Bizarrely, INTERVALS walk on stage with three fourths of the same lineup as PLINI, only swapping a drummer as PLINI returns the favour of INTERVALS mainman Aaron Marshall playing in his band. Combined with the fact that they again lack a singer and specialise in melodic guitar-based prog, this almost feels like watching two sets from the same band back to back as INTERVALS share many of the same qualities as PLINI. Plini’s quiet charm takes the backseat here to Marshall’s more North American enthusiasm, but the interplay between the two guitarists both aurally and visually remains compelling as everyone on the stage is clearly seen to be actively enjoying themselves, which goes a long way in a genre that can often be all too po-faced. Differences do make themselves clear as they settle into their groove however, INTERVALS clearly the more metallic of the two especially when they suddenly break into thrashier tracks like Black Box. They don’t quite maintain the same level of interest as PLINI with less obvious components to latch onto and stick in the memory, but while their name may suggest that they are the lull in the middle during which to go grab a drink, INTERVALS mostly hold their own.

Rating: 6/10

ANIMALS AS LEADERS meanwhile have this crowd eating out of the palms of their hands from the first note. The US three-piece are coming to the very end of the touring cycle for 2014’s The Joy of Motion with a new record on the horizon, and it’s clear that these are songs they have honed to their utmost point. Cuts from their first two albums are greeted positively but it’s actually those from that most recent album which shine the brightest, feeling the most organic like a real band of human beings rather than machine-like. Lippincott is uplifting, the snaking guitar parts of The Woven Web are captivating before eventually giving way to one of the most crunching grooves of the night beneath eerie atmospherics, and a scathing Tooth and Claw is abrasive and violent with the band visibly pleased by the pits that erupt without prompting during their first time in this city.

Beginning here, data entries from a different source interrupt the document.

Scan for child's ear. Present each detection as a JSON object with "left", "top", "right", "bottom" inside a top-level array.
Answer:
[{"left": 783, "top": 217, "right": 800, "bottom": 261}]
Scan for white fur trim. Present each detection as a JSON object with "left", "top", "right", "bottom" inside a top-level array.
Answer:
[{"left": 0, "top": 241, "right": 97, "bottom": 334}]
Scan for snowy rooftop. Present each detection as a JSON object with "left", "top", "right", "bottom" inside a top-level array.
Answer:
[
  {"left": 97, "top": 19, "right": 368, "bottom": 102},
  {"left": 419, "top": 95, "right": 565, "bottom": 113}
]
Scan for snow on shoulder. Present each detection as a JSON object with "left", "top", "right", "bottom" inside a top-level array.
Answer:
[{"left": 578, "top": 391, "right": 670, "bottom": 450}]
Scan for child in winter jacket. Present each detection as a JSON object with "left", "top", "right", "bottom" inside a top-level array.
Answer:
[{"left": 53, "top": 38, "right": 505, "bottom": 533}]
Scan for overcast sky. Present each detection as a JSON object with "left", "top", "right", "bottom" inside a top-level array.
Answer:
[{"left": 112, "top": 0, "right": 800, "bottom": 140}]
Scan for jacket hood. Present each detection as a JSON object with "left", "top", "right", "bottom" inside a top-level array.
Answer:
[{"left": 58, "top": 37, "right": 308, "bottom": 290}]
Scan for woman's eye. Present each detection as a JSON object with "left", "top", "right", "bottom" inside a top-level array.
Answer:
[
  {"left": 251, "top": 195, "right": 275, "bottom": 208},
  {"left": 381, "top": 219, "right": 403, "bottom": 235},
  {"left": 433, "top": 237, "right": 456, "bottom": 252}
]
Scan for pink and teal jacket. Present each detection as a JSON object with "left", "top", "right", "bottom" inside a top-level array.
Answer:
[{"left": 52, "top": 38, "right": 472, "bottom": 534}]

They may be wielding guitars with thicker necks than Corey Taylor, but the depth of sound Tosin Abasi and Javier Reyes create between them considering they lack a bassist is impressive nonetheless, and for something often viewed as Abasi‘s baby he and Reyes share the lead parts pretty evenly without him hogging the limelight he so easily could as one of the most admired guitarists of his generation. What’s even more impressive is how emotionally affecting, catchy and dynamic their songs are than those of bands with far more conventional line-ups. Things reach their peak during the infectious percussive slam of Physical Education with the lead melody provoking a bigger singalong from the crowd than most bands with vocals could ever manage, and a closing CAFO from their debut is beautifully visceral. Theirs is a scene which has arguably become oversaturated and somewhat tiring at times, but ANIMALS AS LEADERS stand head and shoulders above so many of their peers proving why they can both headline events like Tech Fest and small venues like this with ease, leaving the rest floundering in their wake.